1. **You upload a file.** Drag a CSV or XLSX onto the page, or click to
   browse.
2. **The server analyses it in memory.** Your file is parsed into a pandas
   DataFrame and summarised on the spot.
3. **The browser renders the report.** Tables and charts appear in seconds.
   The file is released from memory when your session ends.

There is no signup, no sign-in, and no data is written to disk on our side.

## Privacy and data handling

- Your file is processed **in memory only**. It is never written to disk,
  never logged, and never stored.
- Uploads travel over **HTTPS**.
- We do not use your data to train any model.
- We do not share your data with third parties.

## Current limits

- **Files up to 50&nbsp;MB** (roughly 500,000 rows of typical tabular data).
- **CSV and XLSX only.** JSON, Parquet and SQL dumps are on the roadmap.
- **No persistent storage.** If you close the tab, the analysis is gone;
  nothing is saved server-side.

## Frequently asked questions

### Is it free?

Yes. Upload, analyse, leave. No signup required.

### Do I need to install anything?

No. It runs entirely in your browser. A modern browser and an internet
connection are the only requirements.

### What file formats are supported?

CSV (comma-separated values) and Excel (`.xlsx`). If your file uses a
different delimiter or text encoding, open it in Excel or a text editor and
re-export as UTF-8 CSV.

### Is my data safe?

Your file is analysed in memory and never persisted. See the
**Privacy and data handling** section above for the full policy.

### Can I analyse files larger than 50&nbsp;MB? (also: "413 Payload too large")

No. 50&nbsp;MB is a hard cap, and uploading a larger file surfaces as a
**413 Payload too large** error. Take a random sample of your data and
upload the smaller file instead — for most EDA questions (shape, missing
values, distributions, correlations) a representative sample gives you
the same answers as the full dataset.

### My Excel file has multiple sheets — which one gets analysed?

The first sheet by default. A sheet selector appears after upload so you
can switch.

### How is this different from pandas-profiling, ydata-profiling or Sweetviz?

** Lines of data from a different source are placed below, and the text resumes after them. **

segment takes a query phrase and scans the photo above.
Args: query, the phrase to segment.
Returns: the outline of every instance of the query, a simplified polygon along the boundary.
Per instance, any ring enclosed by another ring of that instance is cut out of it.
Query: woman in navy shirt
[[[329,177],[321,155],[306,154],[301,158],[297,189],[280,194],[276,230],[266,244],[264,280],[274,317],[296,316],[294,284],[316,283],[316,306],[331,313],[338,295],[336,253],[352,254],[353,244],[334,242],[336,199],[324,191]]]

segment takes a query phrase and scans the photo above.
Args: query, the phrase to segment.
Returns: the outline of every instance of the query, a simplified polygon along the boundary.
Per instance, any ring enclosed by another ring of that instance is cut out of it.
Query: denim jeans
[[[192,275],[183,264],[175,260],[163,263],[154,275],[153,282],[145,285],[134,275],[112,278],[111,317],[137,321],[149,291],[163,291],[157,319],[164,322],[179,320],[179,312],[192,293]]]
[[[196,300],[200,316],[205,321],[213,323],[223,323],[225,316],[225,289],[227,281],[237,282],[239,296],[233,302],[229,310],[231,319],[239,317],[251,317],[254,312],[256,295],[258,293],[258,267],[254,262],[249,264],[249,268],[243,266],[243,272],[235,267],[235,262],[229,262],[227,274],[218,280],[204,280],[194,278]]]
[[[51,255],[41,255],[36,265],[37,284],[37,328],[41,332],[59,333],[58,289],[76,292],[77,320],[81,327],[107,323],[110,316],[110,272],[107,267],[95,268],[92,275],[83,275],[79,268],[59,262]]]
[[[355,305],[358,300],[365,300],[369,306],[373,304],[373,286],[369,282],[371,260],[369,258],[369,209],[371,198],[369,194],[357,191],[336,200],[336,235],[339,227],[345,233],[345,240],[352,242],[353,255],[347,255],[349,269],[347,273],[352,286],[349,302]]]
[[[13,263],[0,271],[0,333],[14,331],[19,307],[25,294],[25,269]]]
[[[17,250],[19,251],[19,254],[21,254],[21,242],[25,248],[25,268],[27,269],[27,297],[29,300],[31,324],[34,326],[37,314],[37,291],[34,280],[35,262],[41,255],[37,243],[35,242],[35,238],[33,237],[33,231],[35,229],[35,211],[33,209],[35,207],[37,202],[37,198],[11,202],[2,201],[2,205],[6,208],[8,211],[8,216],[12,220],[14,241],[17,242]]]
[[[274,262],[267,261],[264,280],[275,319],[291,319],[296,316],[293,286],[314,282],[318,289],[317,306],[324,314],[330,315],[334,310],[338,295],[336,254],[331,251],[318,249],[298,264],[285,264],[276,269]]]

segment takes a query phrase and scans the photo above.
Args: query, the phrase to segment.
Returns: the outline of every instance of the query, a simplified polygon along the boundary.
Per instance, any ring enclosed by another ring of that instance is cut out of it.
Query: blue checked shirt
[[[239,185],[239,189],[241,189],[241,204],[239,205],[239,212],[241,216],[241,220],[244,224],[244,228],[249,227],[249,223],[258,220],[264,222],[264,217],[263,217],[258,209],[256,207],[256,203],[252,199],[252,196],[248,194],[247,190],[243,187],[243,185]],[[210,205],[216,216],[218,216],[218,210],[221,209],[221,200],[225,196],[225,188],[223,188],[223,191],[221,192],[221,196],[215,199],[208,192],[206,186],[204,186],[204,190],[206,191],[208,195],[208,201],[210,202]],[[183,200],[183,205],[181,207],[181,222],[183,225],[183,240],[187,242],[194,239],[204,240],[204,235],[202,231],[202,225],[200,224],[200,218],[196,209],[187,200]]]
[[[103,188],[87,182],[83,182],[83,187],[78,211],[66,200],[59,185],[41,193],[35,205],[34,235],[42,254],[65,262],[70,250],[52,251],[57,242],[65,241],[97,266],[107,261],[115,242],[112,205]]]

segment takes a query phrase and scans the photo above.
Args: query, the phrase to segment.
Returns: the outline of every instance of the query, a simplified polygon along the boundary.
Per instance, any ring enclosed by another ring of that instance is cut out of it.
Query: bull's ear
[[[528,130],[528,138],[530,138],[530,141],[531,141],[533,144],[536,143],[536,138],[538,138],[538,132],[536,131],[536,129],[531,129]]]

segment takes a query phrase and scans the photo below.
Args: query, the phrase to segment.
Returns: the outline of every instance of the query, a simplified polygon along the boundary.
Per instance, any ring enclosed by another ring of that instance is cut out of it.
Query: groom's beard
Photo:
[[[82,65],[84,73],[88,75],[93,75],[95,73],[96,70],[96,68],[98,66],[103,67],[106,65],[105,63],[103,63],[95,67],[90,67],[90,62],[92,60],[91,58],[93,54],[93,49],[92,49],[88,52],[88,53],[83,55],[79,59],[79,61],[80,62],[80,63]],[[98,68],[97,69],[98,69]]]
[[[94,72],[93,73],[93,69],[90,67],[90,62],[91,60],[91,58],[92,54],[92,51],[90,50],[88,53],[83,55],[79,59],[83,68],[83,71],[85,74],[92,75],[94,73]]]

Those are excellent Python libraries you import into a notebook. This is a
hosted tool that runs without installation, aimed at quick one-off
analyses. If you're already in a Jupyter environment, use ydata-profiling.
If you're not, use this.

### Can I export the report?

Not yet. The current report is interactive in the browser only. PDF and
Markdown export are on the roadmap.